But what can you do when all three (RIP, Sprint) major carriers only offer unlimited plans? The answer for a ton of people is to get a prepaid phone plan — but unfortunately that “prepaid” word kills the discussion with most, no matter how well they would be served by making the switch. But if you’re feeling fleeced paying for unlimited data even though your own data needs haven’t changed dramatically in the last few years, you really need to consider it.
The decision is simple: if you know you’re going to regularly use a lot of data, say 10GB or more per month, then stick with your unlimited plan. You’re loving the move to unlimited because you can keep using a ton of data and no longer worry about excess charges or pre-determined slowdowns. But there are a lot of people out there who switched to unlimited plans because their carrier gave them no other choice, not because they needed to.

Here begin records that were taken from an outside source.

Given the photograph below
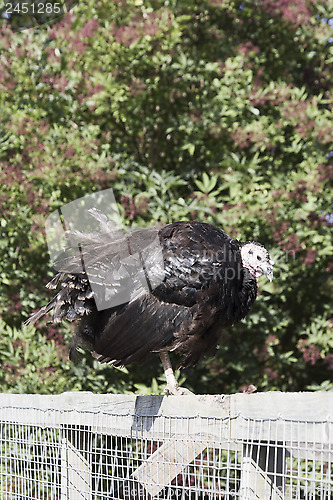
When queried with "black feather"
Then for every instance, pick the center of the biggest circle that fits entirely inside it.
(203, 289)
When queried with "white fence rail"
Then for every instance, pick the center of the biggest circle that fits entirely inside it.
(80, 446)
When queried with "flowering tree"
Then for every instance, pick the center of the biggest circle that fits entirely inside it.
(220, 112)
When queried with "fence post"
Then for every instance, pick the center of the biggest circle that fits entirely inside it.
(75, 473)
(262, 472)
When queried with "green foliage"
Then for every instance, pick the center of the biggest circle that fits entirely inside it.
(218, 111)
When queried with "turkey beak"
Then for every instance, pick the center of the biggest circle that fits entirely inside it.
(267, 269)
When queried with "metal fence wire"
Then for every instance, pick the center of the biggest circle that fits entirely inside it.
(80, 446)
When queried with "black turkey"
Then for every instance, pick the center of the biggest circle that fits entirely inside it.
(202, 283)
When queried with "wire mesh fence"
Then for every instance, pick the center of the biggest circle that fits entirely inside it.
(80, 446)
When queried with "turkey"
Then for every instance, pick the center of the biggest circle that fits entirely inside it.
(186, 292)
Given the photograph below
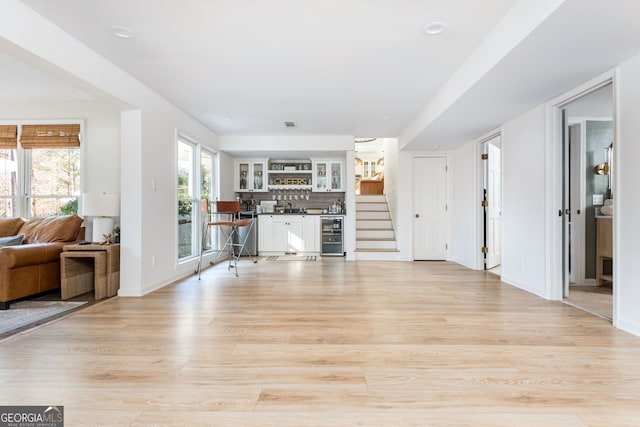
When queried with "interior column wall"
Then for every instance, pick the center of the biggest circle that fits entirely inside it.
(626, 249)
(523, 202)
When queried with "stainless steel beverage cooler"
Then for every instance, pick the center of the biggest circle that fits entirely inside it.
(331, 232)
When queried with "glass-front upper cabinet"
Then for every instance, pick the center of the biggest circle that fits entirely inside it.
(328, 175)
(250, 175)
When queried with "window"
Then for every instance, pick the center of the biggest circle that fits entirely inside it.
(196, 183)
(40, 170)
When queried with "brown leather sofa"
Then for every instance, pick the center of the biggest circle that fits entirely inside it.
(33, 267)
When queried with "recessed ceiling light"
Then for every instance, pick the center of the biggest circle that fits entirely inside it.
(434, 28)
(122, 32)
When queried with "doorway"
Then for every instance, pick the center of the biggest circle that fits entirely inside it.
(587, 193)
(492, 204)
(430, 220)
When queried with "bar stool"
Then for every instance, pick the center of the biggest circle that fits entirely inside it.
(225, 218)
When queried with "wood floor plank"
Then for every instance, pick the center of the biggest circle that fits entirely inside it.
(331, 343)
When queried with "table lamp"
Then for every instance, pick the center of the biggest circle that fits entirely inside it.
(102, 207)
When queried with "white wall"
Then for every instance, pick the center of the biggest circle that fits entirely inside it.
(523, 202)
(627, 203)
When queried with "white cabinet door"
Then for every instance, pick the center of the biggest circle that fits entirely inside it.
(250, 175)
(265, 233)
(311, 225)
(295, 234)
(284, 234)
(328, 175)
(280, 233)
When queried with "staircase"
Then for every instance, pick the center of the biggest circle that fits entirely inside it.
(375, 238)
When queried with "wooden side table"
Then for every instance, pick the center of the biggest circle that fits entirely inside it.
(86, 267)
(604, 248)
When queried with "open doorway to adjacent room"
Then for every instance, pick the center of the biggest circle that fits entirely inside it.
(492, 204)
(588, 135)
(369, 167)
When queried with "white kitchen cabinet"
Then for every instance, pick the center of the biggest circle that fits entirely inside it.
(250, 175)
(288, 234)
(265, 233)
(311, 232)
(328, 175)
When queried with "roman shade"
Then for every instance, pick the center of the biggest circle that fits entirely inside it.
(8, 137)
(50, 136)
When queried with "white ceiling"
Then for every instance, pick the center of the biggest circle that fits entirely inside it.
(357, 67)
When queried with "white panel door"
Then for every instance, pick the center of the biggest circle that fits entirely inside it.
(430, 208)
(493, 200)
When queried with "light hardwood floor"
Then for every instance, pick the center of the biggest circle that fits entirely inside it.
(332, 343)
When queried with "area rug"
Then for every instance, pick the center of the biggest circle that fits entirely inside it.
(26, 313)
(293, 258)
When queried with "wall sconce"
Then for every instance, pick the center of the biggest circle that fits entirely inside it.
(102, 207)
(602, 169)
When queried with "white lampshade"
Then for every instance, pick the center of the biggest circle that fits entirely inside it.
(102, 207)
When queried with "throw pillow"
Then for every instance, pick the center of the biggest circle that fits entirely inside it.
(11, 240)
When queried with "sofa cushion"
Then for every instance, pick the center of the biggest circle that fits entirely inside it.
(52, 229)
(11, 240)
(10, 226)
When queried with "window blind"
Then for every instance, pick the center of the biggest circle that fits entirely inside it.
(50, 136)
(8, 137)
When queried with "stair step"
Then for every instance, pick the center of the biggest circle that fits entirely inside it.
(371, 206)
(371, 198)
(377, 224)
(372, 215)
(376, 244)
(375, 233)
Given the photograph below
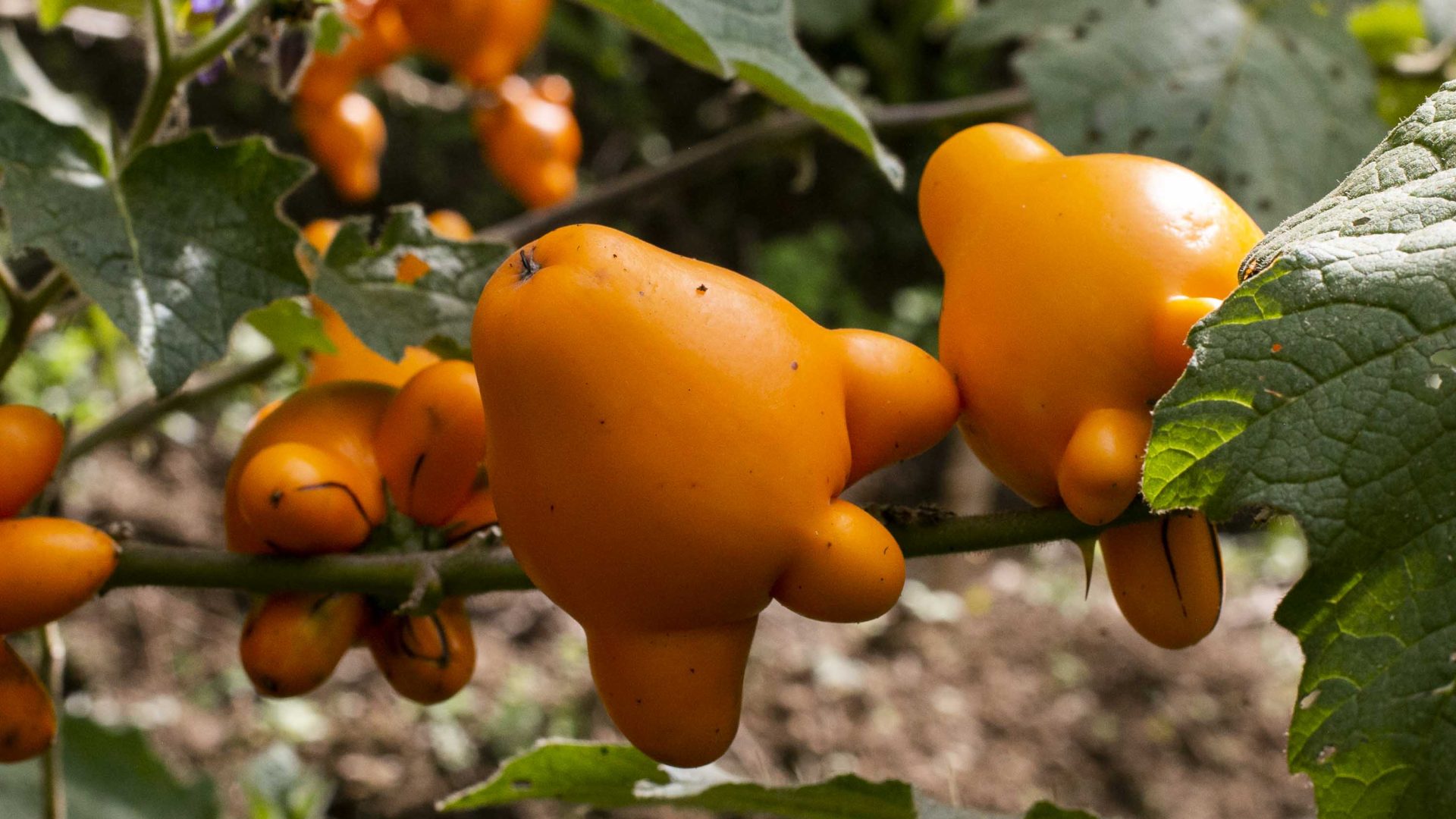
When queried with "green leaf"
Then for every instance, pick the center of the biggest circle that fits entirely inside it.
(1388, 28)
(331, 30)
(175, 248)
(1324, 387)
(1273, 101)
(20, 79)
(755, 39)
(290, 330)
(50, 12)
(619, 776)
(1047, 811)
(357, 279)
(109, 774)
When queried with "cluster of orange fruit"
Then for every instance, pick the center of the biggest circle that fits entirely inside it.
(664, 442)
(49, 567)
(528, 130)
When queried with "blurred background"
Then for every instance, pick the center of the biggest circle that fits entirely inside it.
(995, 682)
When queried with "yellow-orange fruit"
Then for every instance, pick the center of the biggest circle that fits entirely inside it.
(347, 139)
(427, 659)
(31, 445)
(335, 419)
(303, 500)
(1071, 286)
(27, 714)
(293, 642)
(1166, 576)
(482, 39)
(431, 442)
(666, 444)
(530, 139)
(49, 569)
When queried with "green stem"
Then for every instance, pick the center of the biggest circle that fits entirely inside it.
(25, 309)
(172, 71)
(476, 569)
(53, 665)
(142, 416)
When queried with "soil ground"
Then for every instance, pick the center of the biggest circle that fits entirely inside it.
(992, 684)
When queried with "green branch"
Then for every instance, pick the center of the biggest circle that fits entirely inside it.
(175, 69)
(25, 309)
(142, 416)
(476, 569)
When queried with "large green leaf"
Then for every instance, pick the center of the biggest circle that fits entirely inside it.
(109, 774)
(20, 79)
(1272, 99)
(357, 279)
(619, 776)
(1326, 388)
(755, 39)
(175, 248)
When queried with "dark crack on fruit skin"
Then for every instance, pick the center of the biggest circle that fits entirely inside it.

Think of prepaid service as a no-frills offering, not a second-rate one.
The second part of choosing to get a prepaid plan is whether you currently have a multi-line plan or not. If you have just a single line, you’re a prime candidate for a prepaid plan. If you have two or more lines, the big U.S. carriers actually have a solid offering that makes the per-line costs quite close to prepaid offerings; and the simplicity of being billed once for both lines sure is nice. But if you’re perhaps part of a “family” plan with friends, or hanging onto your parents’ plan years later, it may still be worth considering heading out on your own for the independence of being billed on your own.
So, why not give prepaid a look? If the “prepaid” word seems somehow negative or lower quality, it shouldn’t. Think of prepaid service as a no-frills offering, not a second-rate one. The data is the same, and the networks are the same — you’re just only paying for what you actually use. And in many ways, the billing is simpler than the big carriers. You can enroll in auto-pay, there’s often no additional taxes or fees charged beyond the advertised price, and in some cases you can pre-pay for six months or a year for a true “set it and forget it” experience. Nothing is simpler than that.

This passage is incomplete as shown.